In the likes of chess and Go, everything is laid out in the open. But in poker, there's hidden information, namely the cards your opponents have. That brings different, complex strategies to poker not seen in other games, including bluffing. As such, AI bots have typically struggled to account for hidden information and effectively act on it.
Bluffing poses a particularly interesting challenge. A successful bluff can dramatically change a poker game in your favor, but do it too much and your deception becomes predictable. So the bot has to balance bluffing with betting on legitimately strong hands.
Pluribus is a more advanced version of Carnegie Mellon's bot Libratus, which beat pros in heads up play a couple of years ago. There's a new online search algorithm that let Pluribus look at the available options for a few moves ahead, and not just the end of the game. It also had "faster self-play algorithms for games with hidden information," Facebook said, meaning that it was more efficient in learning how to deal with hidden information in games the bot played against copies of itself.
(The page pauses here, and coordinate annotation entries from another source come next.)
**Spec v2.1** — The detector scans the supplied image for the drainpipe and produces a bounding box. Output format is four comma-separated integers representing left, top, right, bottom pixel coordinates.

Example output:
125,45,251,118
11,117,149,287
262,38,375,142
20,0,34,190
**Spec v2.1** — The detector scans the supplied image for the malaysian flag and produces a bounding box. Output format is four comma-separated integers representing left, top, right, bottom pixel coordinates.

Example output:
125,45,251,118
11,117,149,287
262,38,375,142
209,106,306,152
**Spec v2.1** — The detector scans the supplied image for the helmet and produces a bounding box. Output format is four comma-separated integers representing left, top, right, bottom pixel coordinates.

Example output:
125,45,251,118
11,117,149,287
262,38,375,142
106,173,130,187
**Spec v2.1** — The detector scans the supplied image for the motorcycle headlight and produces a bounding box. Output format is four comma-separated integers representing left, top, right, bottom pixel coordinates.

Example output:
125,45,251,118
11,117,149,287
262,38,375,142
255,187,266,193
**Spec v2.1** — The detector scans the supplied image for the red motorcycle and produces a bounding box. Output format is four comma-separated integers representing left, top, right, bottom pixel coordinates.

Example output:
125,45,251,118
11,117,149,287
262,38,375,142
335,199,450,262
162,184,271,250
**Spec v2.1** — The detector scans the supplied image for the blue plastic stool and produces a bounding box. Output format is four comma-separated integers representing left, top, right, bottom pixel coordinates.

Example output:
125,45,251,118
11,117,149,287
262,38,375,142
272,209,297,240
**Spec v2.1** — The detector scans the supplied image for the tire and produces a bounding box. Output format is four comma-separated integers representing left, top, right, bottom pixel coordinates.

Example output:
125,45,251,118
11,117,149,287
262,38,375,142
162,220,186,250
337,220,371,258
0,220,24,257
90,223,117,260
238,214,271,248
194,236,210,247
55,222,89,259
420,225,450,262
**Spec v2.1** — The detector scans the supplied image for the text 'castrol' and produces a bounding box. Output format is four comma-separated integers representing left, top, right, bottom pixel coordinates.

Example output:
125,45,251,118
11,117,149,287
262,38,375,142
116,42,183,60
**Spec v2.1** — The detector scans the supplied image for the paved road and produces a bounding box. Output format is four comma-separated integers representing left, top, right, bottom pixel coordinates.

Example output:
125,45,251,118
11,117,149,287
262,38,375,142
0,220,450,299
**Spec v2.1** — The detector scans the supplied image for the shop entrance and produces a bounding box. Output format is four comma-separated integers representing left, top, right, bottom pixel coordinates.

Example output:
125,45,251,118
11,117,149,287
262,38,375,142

As a result, it's a lot more efficient than many other AI game-playing bots. It uses less than 128 GB of memory and runs on just two GPUs while playing. In 2016, AlphaGo tapped into 1,920 CPUs and 280 GPUs while facing off against Go professional Lee Sedol. Pluribus typically plays twice as fast as pros, taking an average of 20 seconds per hand when it played copies of itself.
In 10,000 hands of poker over 12 days, Pluribus faced off against several pros, including World Series of Poker Main Event champions and World Poker Tour winners. Among them were Chris Ferguson, Greg Merson, Darren Elias and Jimmy Chou. All have won at least $1 million in pro play, and had a monetary incentive to play their best.
"If each chip was worth a dollar, Pluribus would have won an average of about $5 per hand and would have made about $1,000/hour playing against five human players," Facebook wrote. "These results are considered a decisive margin of victory by poker professionals."
The pros seemed intrigued by the types of strategies Pluribus employed, such as the atypical (for humans) move of kicking off a round with a bet after calling the previous go-round. "It was incredibly fascinating getting to play against the poker bot and seeing some of the strategies it chose," Michael Gagliano said. "There were several plays that humans simply are not making at all, especially relating to its bet sizing."
"Pluribus is a very hard opponent to play against," Ferguson said. "It's really hard to pin him down on any kind of hand. He's also very good at making thin value bets on the river. He's very good at extracting value out of his good hands."